# Berkeley Summer 2016



## EchecsRex (Sep 8, 2016)

I just wanted to make this thread so anyone who is going to Berkeley Summer 2016 could talk to other people who are going. This will be my first competition! Maybe people who meet on this thread could meet at the competition and make some friends!

I will start by introducing myself.

I am doing 2x2-4x4 and pyraminx. I am a youtube and my channel is Sphinxo Cubing.
Channel: https://www.youtube.com/channel/UCOxdqENiBCL6cqnHBwzAefw

I looked on the competitor list and saw that Noah Arthurs and Sophie Chan will be going. I am guessing that this is Noah Arthurs that has a youtube channel. Sophie Chan is the previous square-1 NAR single holder.

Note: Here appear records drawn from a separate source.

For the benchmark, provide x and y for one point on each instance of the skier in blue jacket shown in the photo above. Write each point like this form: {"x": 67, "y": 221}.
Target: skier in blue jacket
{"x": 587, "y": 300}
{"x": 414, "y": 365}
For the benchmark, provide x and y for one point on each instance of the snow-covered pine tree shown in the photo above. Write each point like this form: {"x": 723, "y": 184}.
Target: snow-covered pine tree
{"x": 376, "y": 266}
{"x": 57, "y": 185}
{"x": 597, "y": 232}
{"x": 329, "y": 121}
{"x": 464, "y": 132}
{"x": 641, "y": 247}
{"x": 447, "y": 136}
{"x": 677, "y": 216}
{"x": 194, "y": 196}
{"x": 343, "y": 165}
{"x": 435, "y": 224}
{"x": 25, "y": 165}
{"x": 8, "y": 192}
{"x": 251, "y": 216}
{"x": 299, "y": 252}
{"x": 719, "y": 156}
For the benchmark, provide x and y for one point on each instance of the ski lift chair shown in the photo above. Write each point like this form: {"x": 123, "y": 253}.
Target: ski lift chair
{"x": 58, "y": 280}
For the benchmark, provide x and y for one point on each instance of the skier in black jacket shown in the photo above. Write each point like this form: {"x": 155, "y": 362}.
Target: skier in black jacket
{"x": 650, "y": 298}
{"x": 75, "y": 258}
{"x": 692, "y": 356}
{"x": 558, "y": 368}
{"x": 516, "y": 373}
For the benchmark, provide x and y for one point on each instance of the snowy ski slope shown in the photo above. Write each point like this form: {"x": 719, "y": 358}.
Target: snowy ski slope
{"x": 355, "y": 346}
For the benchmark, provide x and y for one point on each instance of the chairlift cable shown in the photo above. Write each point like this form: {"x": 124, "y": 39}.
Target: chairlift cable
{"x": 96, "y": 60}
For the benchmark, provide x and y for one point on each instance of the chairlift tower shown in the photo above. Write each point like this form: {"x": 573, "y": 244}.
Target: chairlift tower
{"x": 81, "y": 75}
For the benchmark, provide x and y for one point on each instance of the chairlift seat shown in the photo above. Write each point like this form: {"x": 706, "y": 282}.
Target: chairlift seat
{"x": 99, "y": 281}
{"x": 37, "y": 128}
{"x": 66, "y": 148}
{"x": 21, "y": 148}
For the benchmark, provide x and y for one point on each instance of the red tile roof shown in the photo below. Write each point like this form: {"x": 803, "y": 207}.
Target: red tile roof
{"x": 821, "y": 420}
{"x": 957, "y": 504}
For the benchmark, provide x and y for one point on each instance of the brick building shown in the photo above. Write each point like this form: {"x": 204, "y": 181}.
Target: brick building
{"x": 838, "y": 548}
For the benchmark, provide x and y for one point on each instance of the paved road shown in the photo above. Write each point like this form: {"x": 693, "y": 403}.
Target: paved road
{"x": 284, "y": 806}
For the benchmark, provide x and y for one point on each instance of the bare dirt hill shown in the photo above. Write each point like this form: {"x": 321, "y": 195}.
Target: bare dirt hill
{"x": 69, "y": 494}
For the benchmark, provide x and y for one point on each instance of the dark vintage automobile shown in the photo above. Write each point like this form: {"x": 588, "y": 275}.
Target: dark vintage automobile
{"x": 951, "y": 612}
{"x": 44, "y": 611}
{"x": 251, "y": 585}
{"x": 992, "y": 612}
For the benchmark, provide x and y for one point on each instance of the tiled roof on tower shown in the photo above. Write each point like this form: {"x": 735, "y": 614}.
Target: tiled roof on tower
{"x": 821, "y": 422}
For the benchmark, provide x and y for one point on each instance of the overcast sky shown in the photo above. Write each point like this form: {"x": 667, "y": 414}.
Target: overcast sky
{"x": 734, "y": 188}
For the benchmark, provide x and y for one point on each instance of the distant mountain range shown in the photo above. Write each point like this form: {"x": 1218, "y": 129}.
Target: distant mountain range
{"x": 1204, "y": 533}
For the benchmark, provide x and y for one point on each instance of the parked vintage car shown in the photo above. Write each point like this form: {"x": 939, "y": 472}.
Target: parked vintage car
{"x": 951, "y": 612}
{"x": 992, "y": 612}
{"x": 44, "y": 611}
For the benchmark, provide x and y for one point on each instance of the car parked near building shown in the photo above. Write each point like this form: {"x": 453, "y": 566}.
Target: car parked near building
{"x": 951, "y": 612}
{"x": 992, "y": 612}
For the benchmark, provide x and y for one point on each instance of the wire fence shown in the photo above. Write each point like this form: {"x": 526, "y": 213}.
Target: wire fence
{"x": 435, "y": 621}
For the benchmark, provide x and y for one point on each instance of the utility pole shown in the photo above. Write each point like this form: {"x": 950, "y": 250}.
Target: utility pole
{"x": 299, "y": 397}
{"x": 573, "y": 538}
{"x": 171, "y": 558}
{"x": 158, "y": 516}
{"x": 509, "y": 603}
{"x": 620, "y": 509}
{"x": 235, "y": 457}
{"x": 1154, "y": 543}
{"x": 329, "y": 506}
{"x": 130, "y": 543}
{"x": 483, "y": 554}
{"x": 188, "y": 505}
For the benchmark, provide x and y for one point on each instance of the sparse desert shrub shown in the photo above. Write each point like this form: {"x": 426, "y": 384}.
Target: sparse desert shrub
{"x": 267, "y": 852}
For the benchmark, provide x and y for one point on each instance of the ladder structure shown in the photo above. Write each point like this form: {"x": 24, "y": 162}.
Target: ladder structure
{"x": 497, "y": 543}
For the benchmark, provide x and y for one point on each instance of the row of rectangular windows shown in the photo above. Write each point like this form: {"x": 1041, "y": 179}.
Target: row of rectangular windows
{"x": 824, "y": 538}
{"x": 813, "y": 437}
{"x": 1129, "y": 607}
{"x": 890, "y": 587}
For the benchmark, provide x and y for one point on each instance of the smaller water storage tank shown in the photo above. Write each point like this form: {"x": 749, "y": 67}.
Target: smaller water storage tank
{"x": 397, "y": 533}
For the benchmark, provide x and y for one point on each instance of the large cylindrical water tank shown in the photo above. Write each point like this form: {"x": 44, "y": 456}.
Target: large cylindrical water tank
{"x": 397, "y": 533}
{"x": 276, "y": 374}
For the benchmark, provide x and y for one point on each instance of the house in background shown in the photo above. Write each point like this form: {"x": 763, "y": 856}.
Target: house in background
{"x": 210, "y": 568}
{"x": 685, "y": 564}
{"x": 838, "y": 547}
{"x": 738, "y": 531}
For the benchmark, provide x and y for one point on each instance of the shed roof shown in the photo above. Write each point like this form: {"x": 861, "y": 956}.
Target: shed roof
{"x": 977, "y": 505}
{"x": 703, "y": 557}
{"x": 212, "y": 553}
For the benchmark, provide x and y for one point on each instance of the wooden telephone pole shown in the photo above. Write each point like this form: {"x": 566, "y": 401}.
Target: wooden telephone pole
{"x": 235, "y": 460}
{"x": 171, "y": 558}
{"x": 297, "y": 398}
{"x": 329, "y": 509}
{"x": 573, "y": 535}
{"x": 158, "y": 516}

Hopefully I can meet up with anyone I meet on this thread!


----------



## Ranzha (Sep 8, 2016)

Beware of the loud guy wearing a onesie

Not because he's dangerous, but because he's Ryan Jew


----------



## EchecsRex (Sep 8, 2016)

What?


----------



## Ranzha (Sep 9, 2016)

EchecsRex said:


> What?





Ranzha said:


> Beware of the loud guy wearing a onesie
> 
> Not because he's dangerous, but because he's Ryan Jew


----------



## Daniel Lin (Sep 9, 2016)

EchecsRex said:


> . Sophie Chan is the previous square-1 world record holder.


She held the NAR single, not the WR


----------



## EchecsRex (Sep 9, 2016)

Ok, I just edited the post


----------